PostgreSQL for Data Engineering

PostgreSQL isn’t just “the open-source one” — it’s the Swiss Army knife of databases, and data engineers have been quietly depending on it for years for good reason. It handles everything from raw ingestion to analytical queries with strict integrity guarantees, and the patterns on this page are the ones you’ll reach for on every real pipeline you build.

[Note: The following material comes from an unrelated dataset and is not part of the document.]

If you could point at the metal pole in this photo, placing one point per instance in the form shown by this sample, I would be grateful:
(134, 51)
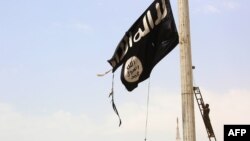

Database Architecture: Three-Layer Pattern

The industry-standard ETL architecture divides the database into layers:

CREATE SCHEMA staging;      -- Raw data landing zone
CREATE SCHEMA production;   -- Cleaned, validated data
CREATE SCHEMA analytics;    -- Aggregations for reporting

Layer	Purpose	Data Quality	Retention
staging	Raw data from sources	No constraints	Days/weeks
production	Validated, transformed	Strict constraints	Permanent
analytics	Pre-computed metrics	Optimized for queries	Refreshed daily

Creating Tables (Staging vs Production)

Staging Table (Flexible)

CREATE TABLE staging.raw_events (
    id UUID PRIMARY KEY DEFAULT uuid_generate_v4(),
    event_id VARCHAR(255),
    user_id VARCHAR(255),
    event_data JSONB,
    ingested_at TIMESTAMP DEFAULT CURRENT_TIMESTAMP,
    source_system VARCHAR(50)
);

Why flexible?

UUIDs handle distributed ingestion
JSONB stores variable data structures
No NOT NULL constraints (raw data can be messy)
ingested_at tracks when data arrived

Production Table (Strict)

CREATE TABLE production.users (
    user_id SERIAL PRIMARY KEY,
    username VARCHAR(100) NOT NULL UNIQUE,
    email VARCHAR(255) NOT NULL UNIQUE,
    email_verified BOOLEAN DEFAULT FALSE,
    created_at TIMESTAMP DEFAULT CURRENT_TIMESTAMP,
    updated_at TIMESTAMP DEFAULT CURRENT_TIMESTAMP,
    CONSTRAINT valid_email CHECK (
        email ~* '^[A-Za-z0-9._%+-]+@[A-Za-z0-9.-]+\.[A-Z|a-z]{2,}$'
    )
);

Why strict?

SERIAL for auto-increment IDs
NOT NULL on required fields
UNIQUE constraints prevent duplicates
CHECK constraints validate data
Timestamps track changes

Indexes: Speed Up Queries

Single Column Index

CREATE INDEX idx_users_email ON production.users(email);

When: You filter on this column frequently

SELECT * FROM production.users WHERE email = '[email protected]';  -- Fast!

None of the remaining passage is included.